Дневник ее соглядатая - [20]

Шрифт
Интервал

Порфирий молчал, обдумывая услышанное, дымил папиросой.

– А что было дальше? – пискнула я из угла – пауза казалась слишком томительной.

– Это кто там пищит? У нас что, мыши завелись? – с деланной строгостью спросил дед и чинно продолжил: – «Пятнадцать лет понадобилось нашим войскам только для того, чтобы мало-мальски очистить Военно-Грузинскую дорогу от лезгинских шаек. А когда российские власти обратились к именитым лезгинам с просьбой утихомирить сородичей, те ответили: «Мы люди честные. Будем жить разбоем, как наши отцы и деды. Не землю же нам пахать». Ты и сам, Порфирий, знаешь, – оторвался дед от записок, – характер их полностью сроднился с хищничеством. Вот ты с ними какой год якшаешься, а разве их интересует что-нибудь, кроме оружия? Нет, причем здесь они быстры и переимчивы. Но между набегами они проводят время в самой тупоумной праздности. Разве ты сам не видел, как горец часами может в оцепенении сидеть в дверях сакли? Уставится в одну точку или обстругивает кинжалом веточку. Думаешь, он о жизни размышляет? Нет, он, как зверь, просто расслабляется между набегами.

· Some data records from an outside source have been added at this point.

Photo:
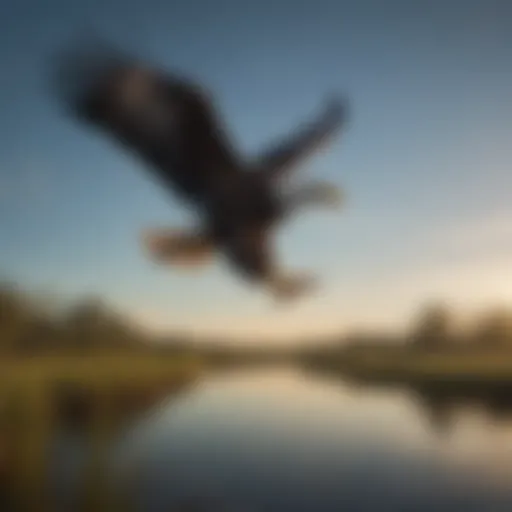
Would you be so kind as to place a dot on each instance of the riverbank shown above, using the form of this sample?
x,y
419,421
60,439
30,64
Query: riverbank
x,y
95,394
402,365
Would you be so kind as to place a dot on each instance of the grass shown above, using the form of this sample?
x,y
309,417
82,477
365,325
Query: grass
x,y
406,365
93,392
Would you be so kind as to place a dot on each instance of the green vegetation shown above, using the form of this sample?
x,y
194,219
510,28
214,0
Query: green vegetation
x,y
83,367
435,350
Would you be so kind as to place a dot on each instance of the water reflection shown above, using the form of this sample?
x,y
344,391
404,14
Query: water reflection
x,y
278,440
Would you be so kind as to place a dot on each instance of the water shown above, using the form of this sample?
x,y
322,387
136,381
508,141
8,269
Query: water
x,y
281,439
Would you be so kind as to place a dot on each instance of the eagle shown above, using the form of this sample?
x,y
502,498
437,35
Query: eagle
x,y
172,125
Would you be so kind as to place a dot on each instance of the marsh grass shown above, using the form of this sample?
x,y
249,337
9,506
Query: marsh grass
x,y
94,393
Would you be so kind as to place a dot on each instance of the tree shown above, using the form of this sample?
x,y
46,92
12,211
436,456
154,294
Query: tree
x,y
433,328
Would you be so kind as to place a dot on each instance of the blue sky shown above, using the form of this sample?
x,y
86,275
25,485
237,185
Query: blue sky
x,y
426,161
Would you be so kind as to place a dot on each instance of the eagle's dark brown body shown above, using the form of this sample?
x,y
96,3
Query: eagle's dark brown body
x,y
171,124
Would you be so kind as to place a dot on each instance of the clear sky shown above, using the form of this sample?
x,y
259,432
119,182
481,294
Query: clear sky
x,y
426,162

Дед вздохнул и снова открыл рукопись:

– «Проводя так столетие за столетием, горец стал подобием плотоядного зверя, который беспечно греется на солнце, пока не почувствует голода. А потом рыскает по горам в поисках добычи и терзает ее без злобы, без угрызений совести, не страшась никакой отплаты за разбой и насилие, так как всегда отступает в свое неприступное горное гнездо». Поверь, Порфирий, – убежденно продолжал он, – так они жили раньше и живут сейчас. Союзы скрепляются только в виду добычи. Даже поэт Александр Сергеевич Пушкин сказал, что для них убийство – простое телодвижение. Но душа у горца человеческая, хоть и спящая, и она тоже просит правды. Коран возбудил горский дух, но не утолил его. А так как дух этот бойцовский, то они даже не замечают, насколько нынешний их мюридизм отравлен ненавистью. Это яд для горской души. Да и чего еще можно было ждать, кроме всплеска ненависти к неверным в стране, занятой неверными, то есть к нам с тобой? Ведь мюридизм не отвергает разбой, а узаконивает его! Понимаешь теперь, как важно то, что ты делаешь? Всё замечай, тут малости упускать нельзя!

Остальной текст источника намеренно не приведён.